Fundamentally, datamining on the stock market represents statistical arbitrage: if I can find patterns before you do, then I can make money. But if everybody is doing it, then it will become harder and harder to spot patterns because any correlation gets traded away.

Unknown said...

Exactly. One thing datamining like that does on the market is correct imbalances very quickly. But it also introduces volatility, because massive amounts of money can be moved very quickly.

The big problem with the complex feedback loops is WHO doesn't understand them: not only traders, but also regulators. And, most importantly, the public. This is part of the frustration of the public. Stocks and bonds are easy to understand, at least in basic principle. But complex derivatives are very difficult to understand, so the public feels like smart people are making money just by manipulating symbols, rather than generating value.

Ingenuity Arts said...

I am not a financial analyst but something else that complexity theory offers us is an increased ability to recognize when a system is reaching a critical state.

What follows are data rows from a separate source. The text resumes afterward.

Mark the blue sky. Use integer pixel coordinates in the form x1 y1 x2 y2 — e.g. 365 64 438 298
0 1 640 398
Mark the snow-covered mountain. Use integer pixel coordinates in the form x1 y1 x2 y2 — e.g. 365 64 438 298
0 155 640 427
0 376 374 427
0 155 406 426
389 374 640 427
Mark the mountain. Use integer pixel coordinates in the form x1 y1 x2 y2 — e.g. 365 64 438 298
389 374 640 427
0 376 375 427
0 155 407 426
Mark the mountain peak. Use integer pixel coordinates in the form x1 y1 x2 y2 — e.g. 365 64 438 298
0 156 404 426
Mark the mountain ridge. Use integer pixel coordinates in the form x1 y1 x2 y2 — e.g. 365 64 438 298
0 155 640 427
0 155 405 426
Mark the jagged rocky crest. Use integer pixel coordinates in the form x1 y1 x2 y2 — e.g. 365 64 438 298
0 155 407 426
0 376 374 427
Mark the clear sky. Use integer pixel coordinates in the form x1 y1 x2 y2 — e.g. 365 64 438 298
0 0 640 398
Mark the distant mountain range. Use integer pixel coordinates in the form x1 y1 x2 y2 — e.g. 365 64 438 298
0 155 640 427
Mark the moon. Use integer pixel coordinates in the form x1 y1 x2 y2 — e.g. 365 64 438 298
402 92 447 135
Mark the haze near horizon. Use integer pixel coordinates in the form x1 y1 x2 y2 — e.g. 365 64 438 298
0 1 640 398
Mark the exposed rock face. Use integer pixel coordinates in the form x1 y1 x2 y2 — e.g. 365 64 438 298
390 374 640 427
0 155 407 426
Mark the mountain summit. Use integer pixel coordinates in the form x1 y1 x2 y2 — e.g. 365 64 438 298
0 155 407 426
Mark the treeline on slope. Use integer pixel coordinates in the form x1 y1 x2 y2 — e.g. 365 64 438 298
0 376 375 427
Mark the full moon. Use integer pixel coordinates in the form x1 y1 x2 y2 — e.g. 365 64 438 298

It can't tell us what might trigger the dramatic shift but we can increase our ability to see when a signifiant number of factors are all building up.

Complexity theory isn't about future prediction because the underlying theory requires that we accept future states as unknowable in principle. The further in the future we push our predictions, the less likely they are to be correct. I can tell you with reasonable certainty what the weather will be like here five minutes from now but if I extend that to five days or five weeks, detailed prediction degrades.

Patterns and cycles, however, do guide us. We can know with reasonable certainty that it will drop below freezing this winter in Canada, even if I can't predict a given temperature on a given day five weeks from now. Good post. I'll take time to read the news article you suggest.

Anonymous said...

Nice post and good reference article. My understanding is the author is referencing Per Bak's power law which is why the use of the coin flip analogy is right on. What concerns me is how few people understand the ideas inherent in complexity theory. Unfortunately it will require a change in thinking on the part of both the traditional left as well as the traditional right. You can't know EXACTLY how to change a system and you can't assume by letting a system run wild that it will self-regulate. Intellect and humility are two characteristics that are hard to find in the same political leader. Sigh.